Author Category Source

Parity, 30(8), 52-53

Published Year Read Publication

The authors, both from the Auckland City Mission, detail the grim reality of homelessness and its impact on health, particularly among the elderly population.

The narrative is centred around Niko, a 43-year-old man whose life as a chronically homeless individual exposes him to the harsh elements and neglect, significantly reducing his life expectancy compared to the general population. The authors highlight the critical services provided by the Auckland City Mission’s Calder Health Centre, which offers essential healthcare to Auckland’s most vulnerable and marginalised residents, including the homeless, those in crisis, and individuals with mental health and addiction issues.
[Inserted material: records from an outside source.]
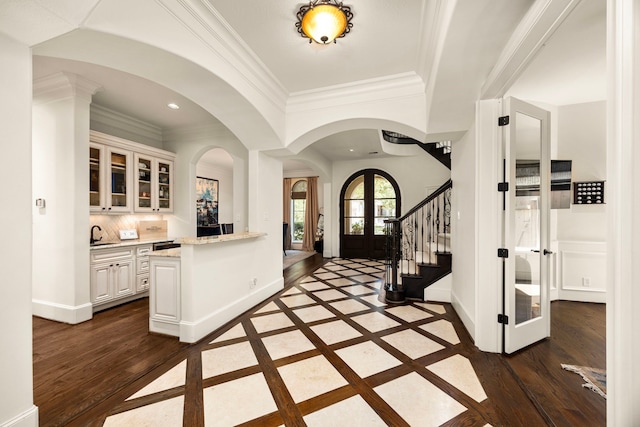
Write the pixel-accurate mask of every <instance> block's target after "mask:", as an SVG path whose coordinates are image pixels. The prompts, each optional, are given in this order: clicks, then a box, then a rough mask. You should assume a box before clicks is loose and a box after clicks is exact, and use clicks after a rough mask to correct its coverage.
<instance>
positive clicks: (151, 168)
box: [133, 153, 157, 212]
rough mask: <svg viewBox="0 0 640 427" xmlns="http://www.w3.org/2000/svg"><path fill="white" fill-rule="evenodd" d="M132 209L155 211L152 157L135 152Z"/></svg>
mask: <svg viewBox="0 0 640 427" xmlns="http://www.w3.org/2000/svg"><path fill="white" fill-rule="evenodd" d="M133 163H134V171H135V172H134V174H133V181H134V183H135V189H134V200H135V203H134V210H135V211H136V212H155V209H156V207H155V203H154V201H155V198H156V191H157V190H156V188H155V173H154V172H155V166H154V162H153V158H151V157H149V156H142V155H140V154H137V153H136V154H135V156H134V161H133Z"/></svg>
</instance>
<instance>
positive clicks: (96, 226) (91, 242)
mask: <svg viewBox="0 0 640 427" xmlns="http://www.w3.org/2000/svg"><path fill="white" fill-rule="evenodd" d="M96 228H97V229H98V231H102V228H100V226H99V225H94V226H93V227H91V239H90V240H89V243H90V244H92V245H93V244H94V243H95V242H99V241H100V240H102V236H100V238H99V239H94V238H93V230H95V229H96Z"/></svg>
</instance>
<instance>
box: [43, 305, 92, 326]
mask: <svg viewBox="0 0 640 427" xmlns="http://www.w3.org/2000/svg"><path fill="white" fill-rule="evenodd" d="M31 310H32V314H33V315H34V316H38V317H43V318H45V319H49V320H55V321H57V322H64V323H70V324H72V325H75V324H76V323H82V322H85V321H87V320H91V318H92V317H93V305H92V304H91V303H86V304H82V305H77V306H70V305H64V304H58V303H54V302H50V301H42V300H37V299H33V300H31Z"/></svg>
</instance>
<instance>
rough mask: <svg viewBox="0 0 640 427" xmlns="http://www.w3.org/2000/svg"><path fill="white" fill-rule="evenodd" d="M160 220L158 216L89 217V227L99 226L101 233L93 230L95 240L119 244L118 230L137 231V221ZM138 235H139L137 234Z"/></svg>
mask: <svg viewBox="0 0 640 427" xmlns="http://www.w3.org/2000/svg"><path fill="white" fill-rule="evenodd" d="M158 219H162V216H158V215H142V216H141V215H91V216H90V218H89V222H90V225H91V226H94V225H99V226H100V228H102V231H98V230H95V231H94V237H95V238H96V239H98V238H100V236H102V241H103V242H119V241H120V230H123V229H136V230H138V222H139V221H149V220H158ZM138 232H139V230H138ZM138 234H139V233H138Z"/></svg>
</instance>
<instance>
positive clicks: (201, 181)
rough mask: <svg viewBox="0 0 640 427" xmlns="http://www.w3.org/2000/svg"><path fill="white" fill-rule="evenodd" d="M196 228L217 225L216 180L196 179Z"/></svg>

The article emphasises the challenges faced by homeless individuals in accessing healthcare, often resulting in their avoidance of medical services until conditions become severe. In response to this need, the Mission opened its own healthcare clinic in 2008, offering accessible and affordable services integrated with its social services. This holistic approach is exemplified in the on-site social worker, who provides immediate support to patients in need of social assistance. A key focus of the Calder Centre is its initiative to combat Hepatitis C among the homeless population, where the prevalence of the disease is significantly higher than in the general population. The centre has established a Hepatitis C clinic, offering effective treatment with new medication and addressing the challenge of safe medication storage for homeless patients. Moreover, the Auckland City Mission is part of a broader strategy to implement a Housing First approach in Auckland, with plans to construct self-service apartments with wrap-around services, including an expanded Calder Centre, for chronic rough sleepers and low-income individuals. This initiative underscores the recognition that long-term health outcomes for the homeless are intricately linked to effective housing solutions. Through the story of Niko and the services provided by the Calder Centre, Koppel and Blair-Hunt bring attention to the intersection of health and homelessness, advocating for a comprehensive approach that includes both immediate healthcare and sustainable housing solutions for one of the most vulnerable segments of society.